If climbing high and sleeping low prepares our blood to sustain us at high altitude, what unseen transformation may have been taking place in the Blood of Jesus as he climbed high and slept low? Was God doing with Jesus’ Blood just exactly what he does with our blood if we climb high and sleep low: altering the composition of that blood to keep us alive as we continue on tomorrow, and climb higher?
At 6:54 am on the morning of July 22nd of last year, I stepped onto a piece of rock at the altitude of 19,341 feet above sea level. It is, by far, the highest I have ever climbed, and it was exhilarating to stand so high on the earth. And I was able to reach the summit of Kilimanjaro, in part, because I had climbed high and slept low.
But the truth is that I have climbed higher with Jesus than I ever could climb on this earth.

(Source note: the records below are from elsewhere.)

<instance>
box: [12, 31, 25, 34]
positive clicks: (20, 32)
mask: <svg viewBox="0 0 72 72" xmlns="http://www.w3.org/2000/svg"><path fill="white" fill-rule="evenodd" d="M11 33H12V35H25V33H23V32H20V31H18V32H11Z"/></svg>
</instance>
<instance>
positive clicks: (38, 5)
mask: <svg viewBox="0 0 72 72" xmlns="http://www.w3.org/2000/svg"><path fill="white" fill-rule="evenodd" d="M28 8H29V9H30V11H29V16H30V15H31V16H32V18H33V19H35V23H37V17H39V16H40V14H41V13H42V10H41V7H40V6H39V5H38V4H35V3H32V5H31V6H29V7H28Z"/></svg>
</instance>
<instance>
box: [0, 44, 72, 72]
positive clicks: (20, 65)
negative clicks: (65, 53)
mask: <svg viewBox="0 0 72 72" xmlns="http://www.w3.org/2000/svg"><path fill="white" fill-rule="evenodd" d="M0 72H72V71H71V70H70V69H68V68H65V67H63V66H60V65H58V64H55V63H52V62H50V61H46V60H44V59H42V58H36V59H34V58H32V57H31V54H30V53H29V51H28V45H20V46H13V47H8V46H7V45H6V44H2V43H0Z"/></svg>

The faithful pilgrim finds that the pattern of climbing high and sleeping low suits us, as it prepares us for the next day’s journey, the next day’s challenges, the next day’s blessings, the next day’s encounter with the Holy.
When we climb high and sleep low, we find that we are in step with Jesus – or, is it the other way round, that when we are in step with Jesus, we find that we are climbing high and sleeping low? And among all the other changes that may take place in us, one significant part of our acclimatization to this life of climbing with Jesus is that something happens to our blood, symbolically speaking, as we are nourished with his sacred Blood, which is itself mystically altered, so that it may be shared with us, and gives us new life in higher climes.
Let us, my friends, try to remember to climb high and to sleep low, for God is calling us to become acclimatized to a new life that comes from our communion with his blessed Son. If the air is thin, and it’s hard to do, so be it. Let’s remember that there is something happening when we climb high and sleep low – that our blood is being augmented with his sacred Blood, which brings with it the promise of life, where we saw only death before.
Lord, it is good for us to be here, overshadowed by this cloud. Help us to listen to you. Nourish us with your Blood. And help us always to remember to climb high with you, and to sleep low, so that tomorrow we may climb higher!